Une autre préoccupation tient au fait que la nouvelle portera uniquement sur l’influence de la génétique sur le trait étudié, puisque tel est l’objet central de la recherche. Dans le cas de la génétique des comportements en particulier, les chercheurs doivent présumer que, à moins qu’ils ne le spécifient directement, la couverture de leurs travaux ne fera aucune mention des autres facteurs sociaux et environnementaux qui influencent le comportement ou l’orientation sociale à l’étude.

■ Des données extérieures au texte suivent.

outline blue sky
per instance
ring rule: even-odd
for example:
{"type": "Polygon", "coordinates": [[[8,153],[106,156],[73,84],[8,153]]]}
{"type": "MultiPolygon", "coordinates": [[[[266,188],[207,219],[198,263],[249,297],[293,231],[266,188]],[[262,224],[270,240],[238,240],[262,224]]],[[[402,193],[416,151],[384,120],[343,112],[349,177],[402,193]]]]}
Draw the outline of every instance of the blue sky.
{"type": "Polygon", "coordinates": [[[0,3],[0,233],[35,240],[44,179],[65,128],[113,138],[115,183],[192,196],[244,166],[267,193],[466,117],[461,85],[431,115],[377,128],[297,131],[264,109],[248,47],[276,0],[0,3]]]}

Condit met également les chercheurs en garde contre la diffusion des pourcentages reliés à l’héritabilité d’un trait, des pourcentages qui sont, la plupart du temps, estimés à partir d’études de jumeaux :

[…] journalists tend to misrepresent heritability studies in humans as though they are a measure of the extent to which genes trump environments, rather than understanding them as a measure of the relative influence of hereditary factors of multiple kinds within a limited range of environments. Owing to the biases of the journalists and the complexities of the concepts and operationalizations of heritability, it is probably useless to try to use this word with most journalists. (Condit 2007, p.817)

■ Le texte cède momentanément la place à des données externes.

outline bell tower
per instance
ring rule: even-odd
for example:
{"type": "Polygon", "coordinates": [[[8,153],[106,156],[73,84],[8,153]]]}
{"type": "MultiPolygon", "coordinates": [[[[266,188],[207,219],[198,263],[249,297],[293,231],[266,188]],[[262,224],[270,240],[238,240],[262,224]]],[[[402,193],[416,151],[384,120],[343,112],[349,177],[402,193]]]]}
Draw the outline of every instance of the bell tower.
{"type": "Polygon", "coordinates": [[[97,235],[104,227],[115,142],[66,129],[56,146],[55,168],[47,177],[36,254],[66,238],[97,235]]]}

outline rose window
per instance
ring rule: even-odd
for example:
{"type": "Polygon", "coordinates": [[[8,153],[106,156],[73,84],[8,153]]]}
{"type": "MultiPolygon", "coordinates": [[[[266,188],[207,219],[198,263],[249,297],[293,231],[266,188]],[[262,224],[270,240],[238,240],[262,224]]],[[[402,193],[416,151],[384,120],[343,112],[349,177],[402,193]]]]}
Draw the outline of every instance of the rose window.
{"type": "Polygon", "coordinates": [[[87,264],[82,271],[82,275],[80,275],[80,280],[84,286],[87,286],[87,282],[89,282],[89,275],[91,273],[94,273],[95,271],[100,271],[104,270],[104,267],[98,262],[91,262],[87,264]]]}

Ici, l’auteure s’appuie sur certaines de ses propres observations et elle cite à l’appui des articles de nouvelles qui ont effectivement échoué à présenter les estimations d’héritabilité de manière adéquate. Or, les résultats que j’ai présentés au Chapitre 4 apportent une raison additionnelle de communiquer les estimations d’héritabilité avec extrême prudence. En effet, les résultats de notre expérience démontrent que la présentation de niveaux élevés d’héritabilité pour les comportements politiques est susceptible de causer une augmentation significative du déterminisme génétique chez ceux qui y sont exposés.

Le second constat du Chapitre 4 concerne un type de recherche qui n’a pas encore retenu l’attention des chercheurs en génopolitique. Ce type de recherche s’appuierait sur les

méthodes de génétique des populations et vérifierait si certaines variations agrégées, observées entre différents groupes, peuvent être attribuables à des différences dans les gènes des populations qui composent ces groupes. Cet agenda de recherche ne relève pas de la science-fiction. Au cours des dernières années, différentes études ont analysé les différences dans les héritages génétiques des populations et ont avancé que celles-ci pourraient expliquer, en partie, les différences entre ces sociétés (par exemple : Lea et Chambers 2007, Ashraf et Oded 2013, Wade 2014). Bien que la rigueur méthodologique de ces recherches soit habituellement contestée dans le milieu académique, cela n’a pas empêché les médias de juger pertinent d’en diffuser les conclusions. Si certains ont émis leurs réserves quant à cette couverture médiatique (Crampton and Parkin 2007; Wensley and King 2008), il n’existait toutefois pas de preuve attestant des effets négatifs de cette vulgarisation. Les résultats présentés au Chapitre 4 sont les premières analyses empiriques à suggérer que la diffusion de travaux appliquant la génétique des populations à des phénotypes comportementaux ou psychologiques puisse influencer les croyances du public. Cette influence prend la forme d’une hausse dans la perception que la génétique peut expliquer et prédire les phénomènes sociaux en général.

Cette conclusion mérite d’être prise en compte par les chercheurs en génopolitique. Comme je l’ai souligné au Chapitre 4, Alford et Hibbing (2008) soutiennent que cette approche pourrait permettre d’intégrer la génopolitique au champ de la politique comparée. Avant d’entreprendre cette démarche, il faudra s’assurer que les méthodes de génétique des populations existantes sont suffisamment sophistiquées pour apporter des réponses solides aux questions soulevées par la politique comparée. Si tel s’avérait être le cas et que cet agenda de recherche allait de l’avant, il serait primordial de développer, en parallèle, un agenda de recherche en communication scientifique afin de mettre au point un cadrage médiatique qui arriverait à présenter cette recherche de manière adéquate.